ISHQIYA... you might be perturbed about what it really means; is it even proper Hindustani? But once the film starts, there's nothing else you can think about, it is a journey you just have to take.
There is a mesmerising Krishna (Vidya Balan), who has you awed by her rustic beauty. Even as she merely sashays around her village house, she leaves the men breathless... Before you know what she is all about, you are confronted with Khalujaan (Naseeruddin Shah) and Baban (Arshad Warsi) and their complete twisted escape from Mushtaq (Salman Shahid)...
Kudos to debutante director Abhishek Chaubey for wrapping up the story with such classic overtures and absolutely delectable cinematography. Even if his characters spell everything dirty, uncouth and even dangerous, he manages to get them all together to tell a tale we all wait with bated breath to hear, surprisingly with a faint smile on our lips.
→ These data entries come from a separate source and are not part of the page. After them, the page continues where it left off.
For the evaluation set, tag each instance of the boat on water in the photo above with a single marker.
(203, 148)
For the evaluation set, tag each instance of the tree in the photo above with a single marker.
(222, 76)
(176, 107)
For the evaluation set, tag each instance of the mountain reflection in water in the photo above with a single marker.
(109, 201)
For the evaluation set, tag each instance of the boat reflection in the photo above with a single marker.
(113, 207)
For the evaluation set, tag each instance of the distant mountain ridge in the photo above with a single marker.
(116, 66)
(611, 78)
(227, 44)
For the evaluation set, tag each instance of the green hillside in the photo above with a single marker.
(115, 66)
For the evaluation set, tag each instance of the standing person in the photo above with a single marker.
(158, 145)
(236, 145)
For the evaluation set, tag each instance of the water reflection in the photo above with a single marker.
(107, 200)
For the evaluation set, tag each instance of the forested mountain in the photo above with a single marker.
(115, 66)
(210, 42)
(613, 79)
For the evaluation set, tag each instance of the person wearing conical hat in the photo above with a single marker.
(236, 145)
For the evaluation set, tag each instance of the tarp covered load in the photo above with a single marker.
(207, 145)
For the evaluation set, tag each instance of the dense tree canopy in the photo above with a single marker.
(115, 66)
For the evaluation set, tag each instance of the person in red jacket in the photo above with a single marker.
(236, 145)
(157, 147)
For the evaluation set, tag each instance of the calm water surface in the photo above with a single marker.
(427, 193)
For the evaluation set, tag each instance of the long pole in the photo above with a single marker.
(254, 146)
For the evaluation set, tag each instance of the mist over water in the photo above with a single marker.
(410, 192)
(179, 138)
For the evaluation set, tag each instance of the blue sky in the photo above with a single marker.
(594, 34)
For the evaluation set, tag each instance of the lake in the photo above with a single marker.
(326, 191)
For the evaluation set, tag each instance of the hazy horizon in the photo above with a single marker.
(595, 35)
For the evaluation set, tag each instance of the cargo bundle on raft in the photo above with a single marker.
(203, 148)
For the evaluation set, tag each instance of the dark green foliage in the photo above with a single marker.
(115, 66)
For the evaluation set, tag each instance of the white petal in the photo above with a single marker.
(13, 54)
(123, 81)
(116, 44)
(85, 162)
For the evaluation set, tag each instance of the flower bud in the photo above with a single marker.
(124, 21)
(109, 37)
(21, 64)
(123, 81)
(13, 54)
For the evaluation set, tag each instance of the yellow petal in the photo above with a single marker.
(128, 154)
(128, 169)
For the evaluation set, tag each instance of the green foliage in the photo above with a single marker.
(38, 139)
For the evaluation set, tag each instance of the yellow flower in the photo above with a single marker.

While guns and blood plaster the screen, you find yourself falling in love... just as the director had promised. So effortlessly does he manage to have his audience mesmerised, that we come out of the theatre feeling every letter that makes ISHQIYA, not realising who you have actually fallen for... whether it is the hopelessly romantic Khalujaan or his antithesis, his nephew Baban.... or the mysterious, forgotten widow Krishna...
The ease with which they cascade across the barns or the class with which they fall in love... there's nothing more breathtaking than this film onscreen today - ISHQIYA.